Por Entre as Frestas
Maria Inez do Espírito Santo
Dificilmente eu poderia imaginar a possibilidade de considerar uma mesma coisa óbvia e ao sutil, simultaneamente. Mas é assim que defino o filme “Conversas com Meu Jardineiro”.
Sem dúvida trata-se de um roteiro aparentemente previsível. Mas, pensando agora, momentos depois de assisti-lo, eu diria que o enredo é tão fácil de prever como a seqüência natural da própria vida. É como se estivéssemos assistindo às cenas através da cerca de nosso jardim, ali, na casa do vizinho.
Aliás, é isso que o filme mostra: o tempo que passa, prenhe de possibilidades, mesmo quando tão limitado. Enfim, até aí tudo quase beirando o monótono e sem emoções extraordinárias. Diálogos de uma simplicidade quase tosca, não parecem necessitar de tão bons atores quanto são Daniel Auteuil e Jean Pierre Darroussin.
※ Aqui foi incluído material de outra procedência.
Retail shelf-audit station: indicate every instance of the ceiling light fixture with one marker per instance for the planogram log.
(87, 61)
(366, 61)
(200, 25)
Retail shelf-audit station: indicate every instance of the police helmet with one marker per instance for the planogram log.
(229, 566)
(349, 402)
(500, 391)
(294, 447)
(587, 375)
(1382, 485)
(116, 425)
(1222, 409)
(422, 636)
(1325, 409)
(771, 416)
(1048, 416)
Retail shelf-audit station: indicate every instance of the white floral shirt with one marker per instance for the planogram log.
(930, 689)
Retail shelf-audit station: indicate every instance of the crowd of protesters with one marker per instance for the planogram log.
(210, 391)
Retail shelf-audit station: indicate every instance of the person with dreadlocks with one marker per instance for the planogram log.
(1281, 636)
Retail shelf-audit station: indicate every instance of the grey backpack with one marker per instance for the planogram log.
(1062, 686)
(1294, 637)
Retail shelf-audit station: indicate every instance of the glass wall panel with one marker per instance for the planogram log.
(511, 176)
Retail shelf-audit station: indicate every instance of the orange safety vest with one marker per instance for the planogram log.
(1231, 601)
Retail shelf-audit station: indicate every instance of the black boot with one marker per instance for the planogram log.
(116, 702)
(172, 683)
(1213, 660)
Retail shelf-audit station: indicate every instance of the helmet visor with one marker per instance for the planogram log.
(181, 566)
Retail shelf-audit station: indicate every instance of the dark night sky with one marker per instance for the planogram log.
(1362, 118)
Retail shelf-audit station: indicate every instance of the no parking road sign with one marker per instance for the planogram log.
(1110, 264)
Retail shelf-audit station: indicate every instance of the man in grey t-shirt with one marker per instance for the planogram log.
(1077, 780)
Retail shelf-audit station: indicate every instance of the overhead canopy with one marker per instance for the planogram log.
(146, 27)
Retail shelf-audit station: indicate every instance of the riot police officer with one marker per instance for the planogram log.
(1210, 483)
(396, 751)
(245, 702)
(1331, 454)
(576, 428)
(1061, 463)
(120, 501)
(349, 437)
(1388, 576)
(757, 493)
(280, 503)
As locações também não se prodigalizam para chegar a extasiar ninguém. Afinal o campo é sempre belo para quem sabe olhar e, da cidade grande, o filme traz, tão somente, o cenário vulgar, detendo-se basicamente em cenas de interiores.
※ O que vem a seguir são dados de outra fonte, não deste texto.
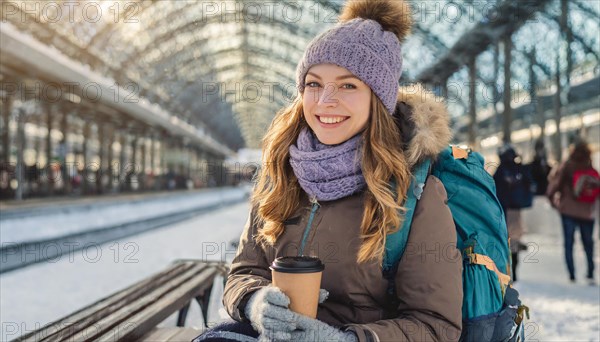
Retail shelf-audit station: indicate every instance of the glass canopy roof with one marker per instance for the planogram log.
(229, 65)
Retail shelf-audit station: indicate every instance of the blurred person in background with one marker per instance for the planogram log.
(540, 169)
(573, 189)
(514, 190)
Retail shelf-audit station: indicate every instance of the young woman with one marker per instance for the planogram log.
(325, 190)
(574, 213)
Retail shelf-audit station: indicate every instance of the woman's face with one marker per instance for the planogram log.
(336, 103)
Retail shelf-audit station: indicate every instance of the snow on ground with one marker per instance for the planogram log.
(58, 224)
(31, 297)
(35, 295)
(560, 310)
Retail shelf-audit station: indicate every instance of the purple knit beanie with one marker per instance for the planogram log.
(367, 43)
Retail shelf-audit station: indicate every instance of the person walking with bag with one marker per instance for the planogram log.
(513, 188)
(573, 190)
(325, 190)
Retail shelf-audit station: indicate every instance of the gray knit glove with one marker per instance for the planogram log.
(314, 330)
(268, 313)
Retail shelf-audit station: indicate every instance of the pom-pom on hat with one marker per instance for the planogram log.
(367, 42)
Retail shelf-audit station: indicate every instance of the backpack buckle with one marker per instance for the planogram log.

No entanto, quando se sai do cinema, muitas coisas que não foram ditas estão acordadas dentro da gente e, isso sim, é o que o faz muito especial.
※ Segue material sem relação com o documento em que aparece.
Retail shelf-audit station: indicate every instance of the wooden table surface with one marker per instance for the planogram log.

Ouvir um homem dizer voluntariamente “a esposa” ao invés de “minha esposa”; ver outro refazer a horta da mãe morta, mesmo quando não pretende comer os produtos, ou replantar as roseiras que um dia foram símbolo para alguém amado; olhar o mar apenas, apenas olhar o mar; repetir a cada ano a mesma programação de lazer, sem precisar usar a novidade como aditivo para dar sentido ao passeio; parar o dia de trabalho no meio somente para dar uma boa notícia, mesmo a quem não se admira muito; reconhecer o olhar da morte e ir se “plantando”, pouco-a-pouco, num ensaio para a integração maior com a natureza são alguns dos sinais de um caminho que o filme traça com delicadeza capaz de conter a mais sutil das mensagens
Sob os pontos banais de um bordado comum, ressaltam matizes quase imperceptíveis, porém brilhantes, que vão desenhando, lentamente, aquilo que é essencial. Pois não é por acaso que o mesmo jardineiro que ensina que se deve ter sempre à mão uma faca e algum barbante para ocasiões difíceis, chama de emendar o movimento de duas pessoas em direção a reconstrução de uma relação amorosa.
“Conversas com Meu Jardineiro” é um convite a voltarmos o olhar para os detalhes mínimos. Talvez para que possamos soltar, todo dia, o peixe já pescado e vê-lo nadar, em liberdade, conservando sempre suas cores e forma mais belas em nossa lembrança, esse reservatório de sabedoria, continente das experiências já vividas.